The catalog for spring quarter classes at Ohio University in 1978 included an English class taught by Daniel Keyes. It was my junior year.
Daniel Keyes! I had read “Flowers for Algernon” in high school. I had seen “Charly,” the movie staring Cliff Robertson that was based on the book. I was star-struck. I had to get into that class.
I did. And it changed my life.
When I read an obituary about Professor Keyes recently, I began remembering that class, remembering him as an instructor of budding writers, even remembering what I was wearing the first day: all black. I thought that’s how a serious writer would dress.
Many professors at OU influenced my love of history, writing, linguistics, political science, urban studies, anthropology and classical studies: Phillip Bebb, Donald Lambert and James Barnes, to name just three. But Daniel Keyes recognized my passion for writing and brought me down to earth with generous and critical advice.

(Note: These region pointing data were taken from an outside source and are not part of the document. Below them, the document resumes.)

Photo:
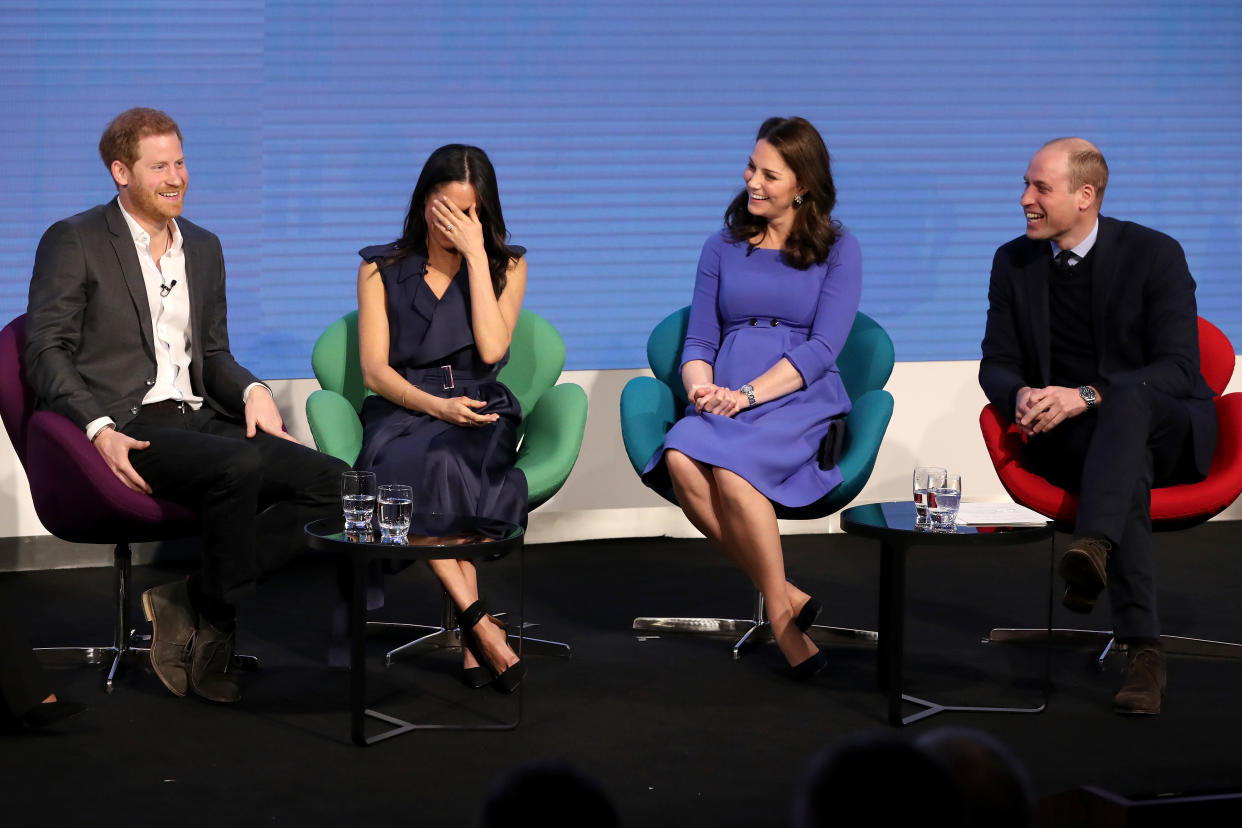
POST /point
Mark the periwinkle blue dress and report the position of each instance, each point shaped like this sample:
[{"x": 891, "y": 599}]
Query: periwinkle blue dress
[
  {"x": 453, "y": 469},
  {"x": 748, "y": 312}
]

One of our assignments was to write a fictional slice of life. We had studied the form and examples by renowned writers but we were left to fill in for ourselves all the details Professor Keyes purposefully omitted.
I set mine on a street corner in New York City as a run-in between two people. I wrote and re-wrote, polished and shined the piece and handed it in proudly. I knew he was a New Yorker, and since I had been there numerous times through my youth and young adulthood, I could show him what I knew, that I was at least a little sophisticated.
He commented on several students’ efforts in class, very gently giving feedback and asking us to consider why something worked and why something didn’t quite work. He was always so sensitive to the feelings of kids who he knew looked upon him as an example. When class ended and he hadn’t mentioned mine, I got up, feeling dejected, but he made the “come over here” motion with a crooked finger.
“Let’s talk about your piece,” he said, and led me to his office.
From here, I supply the quotes with some license since it was so long ago, but I remember with clarity the basics: “There’s nothing at all wrong with your writing,” he said. “But where are you from?”
I gulped. Oh God. I had to fess up. I was from the place every kid in Ohio, it seemed, made fun of, even though I wore good shoes, had good teeth, didn’t have much of an accent and had no intermarriage in my family.
“Shinnston, West Virginia,” I said softly, as if he might laugh or chuck me out of his office for being from such an anonymous, unworthy little warren.
“Then why don’t you write about it?” he said, with wonder in his voice. “You could inform me about a place I don’t know. I would find it interesting if you wrote about it. I’m from New York. There’s nothing you can write about New York that would impress me nearly as much as a slice of life based on, say, a street corner in your hometown.”
I still remember the shock I felt that he would be the least bit interested any part of Shinnston, West Virginia.
This episode came long before the maxim I have since heard so many people repeat as advice to budding writers of fiction: “Write what you know.”
I was going into newspaper work; I would have to write about all sorts of things, probably none of which I knew much about, nothing that was in my heart and soul, probably nothing of my passions and interests, since reporters are not supposed to show passion for the topics they write about.
Literary fiction was what I really wanted to write, but how many things could I write about Shinnston before exhausting my supply? The only other place I knew was Athens, Ohio, and I’d only been there for a few years.
Professor Keyes taught me that the places you know best provide a rich and almost limitless well from which to draw to create characters, scenes, dialog. The place could be called anything as long as it’s a place that informs who you are. Otherwise your reader won’t be back.
Journalism has kept me busy for 30-plus years. I have no fiction to offer about Shinnston or any place. But I am proud to tell people where I am from. And every time I do, I see the smile Professor Keyes gave me when I told him the name of my town. It was a warm smile that said, “Tell me about it!”